SSH Tunneling; Proxy Hosts, Firewalls...:
You can get past your company's firewall and reach your servers directly with RBrowser by tunneling through the firewall host that all users outside the firewall must go through. In RBrowser this is done at the time you enter your login parameters in the Login Panel. After you have entered your the URL, Username, and password for your target host in the Login Panel, but before you hit the Login button, click the Site Preferences button. Select Proxy from the selections along the top of the window. Fill out the host/login information for the firewall host. (Both the firewall and the target host must have sshd running, preferably compatible versions). Hit Save to close the Site Preferences and then hit Login.... This will provide a secure tunnel straight to the target machine inside the corporate firewall!

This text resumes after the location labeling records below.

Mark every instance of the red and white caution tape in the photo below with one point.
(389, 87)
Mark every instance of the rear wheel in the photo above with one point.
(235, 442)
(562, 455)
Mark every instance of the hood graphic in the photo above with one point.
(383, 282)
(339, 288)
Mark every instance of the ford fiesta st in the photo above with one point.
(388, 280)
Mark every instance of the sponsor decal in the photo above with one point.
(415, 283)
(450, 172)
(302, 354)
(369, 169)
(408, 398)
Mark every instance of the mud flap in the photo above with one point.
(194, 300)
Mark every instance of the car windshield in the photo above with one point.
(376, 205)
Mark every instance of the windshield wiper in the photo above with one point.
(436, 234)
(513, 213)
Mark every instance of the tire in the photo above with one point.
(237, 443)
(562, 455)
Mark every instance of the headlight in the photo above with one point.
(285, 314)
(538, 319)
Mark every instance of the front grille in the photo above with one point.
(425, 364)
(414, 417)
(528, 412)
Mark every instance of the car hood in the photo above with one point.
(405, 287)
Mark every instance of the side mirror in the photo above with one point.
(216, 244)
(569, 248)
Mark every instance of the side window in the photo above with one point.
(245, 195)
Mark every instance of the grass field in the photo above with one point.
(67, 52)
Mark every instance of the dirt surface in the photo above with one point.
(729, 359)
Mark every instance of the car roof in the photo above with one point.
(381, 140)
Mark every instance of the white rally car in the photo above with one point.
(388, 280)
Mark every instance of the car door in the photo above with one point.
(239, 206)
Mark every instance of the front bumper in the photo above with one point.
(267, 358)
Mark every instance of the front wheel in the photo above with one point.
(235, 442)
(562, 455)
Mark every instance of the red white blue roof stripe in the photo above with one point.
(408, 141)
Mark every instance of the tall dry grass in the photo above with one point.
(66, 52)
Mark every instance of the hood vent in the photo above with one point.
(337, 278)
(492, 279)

Su to root (or another user):
While it works it should really be used only as a last resort. Logging in directly as root is a much better idea, as su-ing incurs lots of extra overhead and these connections are noticeably slower as a result. Also, there is a serious limitation on "su to root" logins: scp does not recognize them. That means that even if you are su'd to root, to transfer files to and fro, scp only recognizes your original login credentials. This is not a bug, it is a "security feature" of SSH/SCP. Because of this, you may have to copy files into a writable directory like /tmp, then on the remote viewer where you are already root, move it into its final protected directory. What else you can do? Do not forget, you are root in the remote Viewer. So if you want to transfer a file and scp is failing, you can either change the read permissions, or even change ownership using the Inspector Panel.

SSH Options:
If you want to define various other options for SSH you can do so, by defining them in the ~/.ssh/config file. There are many options, like cipher, protocol, etc. Here is an example:

Ciphers blowfish-cbc,3des-cbc,cast128-cbc,arcfour

File Transfer:
Under the sftp-ssh protocol RBrowser uses sftp or pax for file transfers. If neither is available, RBrowser falls back to scp. scp should reside in the same directory as the ssh client (usually in /usr/local/bin). RBrowser does its best to find it; if it cannot be found, you will see a panel asking for the full path of scp. The most important new feature: if you have two remote ssh sites, you can transfer files from one to the other DIRECTLY by simply dragging and dropping as usual!

The SSH2 protocol defines SFTP as a way to have simple file transfers over an encrypted (secure) transport. SFTP is included in all SSH2 servers, including OpenSSH. SFTP is implemented as a subsystem in sshd. It can be enabled in the /etc/ssh2/sshd_config file.